GE Power India Ltd Q1 FY26 – From ₹-441 Cr Loss to ₹247 Cr Profit, ROE Now 105%, but Sales Growth Still Missing the Voltage ⚡
1. At a Glance
GE Power India is like that student who always topped in theory but failed practicals. After years of negative growth, it has suddenly pulled off a shocking 105% ROE (FY25) thanks to one-off gains and accounting jugglery. The revenue is limping at just ₹1,088 Cr TTM, yet the market is valuing it at ₹2,380 Cr. The order book is decent at ₹2,560 Cr, but cash collection is slower than Mumbai Metro construction. The stock trades at 7.5x book value, which is basically investors saying: “We don’t care about sales, we just like the drama.”
2. Introduction
Welcome to the GE Power India show — an EPC company that has been through more plot twists than a daily soap. Incorporated to power India, it has instead powered Excel sheets with red ink for a decade.
Once upon a time, it was supposed to be a jewel in the power equipment sector, manufacturing boilers, turbines, generators, and even flue-gas desulphurization systems (FGDs). But over the last 10 years, its revenue graph looks like the Sensex during demonetization week — full of dips, crashes, and disappointment.
In FY22, the company posted losses that would make Kingfisher Airlines proud. Then in FY23, it doubled down with more pain. Finally, FY25 arrives and suddenly — boom! — a ₹247 Cr profit. Before you open the champagne, hold on. This profit includes a ₹295 Cr exceptional gain from selling the Hydro business. Without that, it’s just another sob story.
But here’s the twist: the company is now exiting distractions (Hydro, Gas) and focusing only on FGD and boiler parts. It expects ₹3,000 Cr in business in this segment over the next 3–4 years. In short, GE Power is now saying: “Chhodo kal ki baatein, aaj kuch naya karte hain.”
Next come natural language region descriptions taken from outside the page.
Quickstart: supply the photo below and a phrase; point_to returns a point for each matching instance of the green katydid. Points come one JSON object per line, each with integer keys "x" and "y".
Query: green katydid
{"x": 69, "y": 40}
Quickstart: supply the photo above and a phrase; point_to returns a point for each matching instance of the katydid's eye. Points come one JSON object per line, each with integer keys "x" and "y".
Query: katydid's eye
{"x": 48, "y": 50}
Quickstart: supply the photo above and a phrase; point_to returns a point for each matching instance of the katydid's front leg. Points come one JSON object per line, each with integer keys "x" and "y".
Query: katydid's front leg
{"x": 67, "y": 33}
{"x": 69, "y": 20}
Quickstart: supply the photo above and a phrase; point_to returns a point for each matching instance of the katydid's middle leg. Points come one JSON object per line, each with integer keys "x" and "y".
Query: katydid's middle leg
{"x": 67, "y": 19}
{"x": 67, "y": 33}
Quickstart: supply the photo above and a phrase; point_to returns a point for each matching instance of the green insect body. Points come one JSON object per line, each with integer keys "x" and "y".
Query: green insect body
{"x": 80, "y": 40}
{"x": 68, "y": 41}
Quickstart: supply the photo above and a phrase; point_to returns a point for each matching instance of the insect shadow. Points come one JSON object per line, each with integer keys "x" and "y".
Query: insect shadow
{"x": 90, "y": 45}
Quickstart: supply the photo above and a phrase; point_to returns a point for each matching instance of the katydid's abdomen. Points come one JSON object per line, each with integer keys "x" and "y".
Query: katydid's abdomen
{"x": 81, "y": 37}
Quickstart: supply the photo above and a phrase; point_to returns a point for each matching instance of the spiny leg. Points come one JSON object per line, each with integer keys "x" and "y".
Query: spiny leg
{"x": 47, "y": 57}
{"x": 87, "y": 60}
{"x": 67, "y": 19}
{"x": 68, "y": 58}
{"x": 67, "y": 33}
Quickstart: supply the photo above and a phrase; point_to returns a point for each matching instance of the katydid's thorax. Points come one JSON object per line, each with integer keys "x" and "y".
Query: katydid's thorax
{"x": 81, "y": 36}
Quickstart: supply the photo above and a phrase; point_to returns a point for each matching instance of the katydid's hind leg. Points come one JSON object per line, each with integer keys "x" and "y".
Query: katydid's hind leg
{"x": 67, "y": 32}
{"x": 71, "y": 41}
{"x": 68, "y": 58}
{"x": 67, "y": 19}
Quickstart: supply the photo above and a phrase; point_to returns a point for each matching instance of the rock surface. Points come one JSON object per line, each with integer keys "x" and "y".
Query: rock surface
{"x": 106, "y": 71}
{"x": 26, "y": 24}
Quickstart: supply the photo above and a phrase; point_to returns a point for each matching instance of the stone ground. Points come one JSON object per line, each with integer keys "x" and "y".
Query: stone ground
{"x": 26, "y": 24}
Question to you: would you trust a company that needed 10 years to find its “core focus”?
3. Business Model – WTF Do They Even Do?
Let’s decode this. GE Power India is essentially a power equipment tailor. Instead of making ready-made electricity, it stitches the machines that produce it.
Core Services: Boilers, turbines, generators, and air quality systems. If you’re NTPC, BHEL, or any state electricity board, GE Power is your “theka-wala.”
Service Upgrades: Your plant is old? Don’t worry. GE comes with spanners and an upgrade plan. Think of it like Flipkart “Exchange Offer” for turbines.
FGD (Flue-Gas Desulphurization): With India moving towards cleaner coal plants, FGD is the hot samosa on the plate. GE expects ₹3,000 Cr of business here. Basically, “pollution hatao, GE ko paisa dilao.”
Durgapur Parts: From boiler pressure parts to cryogenic vessels, this is the spare parts bazaar. Clients include everyone from NTPC to L&T to Linde.
But here’s the kicker: 89% of revenue is still from construction contracts. So while the company looks like a diversified player on paper, in reality, it’s still heavily dependent on “project work.” And we know how Indian infra projects go — delays, litigations, and more delays.
4. Financials Overview
Source table
Metric
Latest Qtr (Jun ’25)
YoY Qtr (Jun ’24)
Prev Qtr (Mar ’25)
YoY %
QoQ %
Revenue
287
246
266
16.7%
7.9%
EBITDA
-12
-18
-35
-33%
65%
PAT
35
-10
164
NA
-78%
EPS (₹)
5.16
-1.42
24.43
NA
-79%
Commentary: EBITDA is still negative — basically the company spends more to run projects than it earns. PAT looks positive thanks to “other income” magic. Last quarter’s EPS of 24.4 has crashed to 5.16. The roller-coaster is so wild, even Wonderla rides look boring.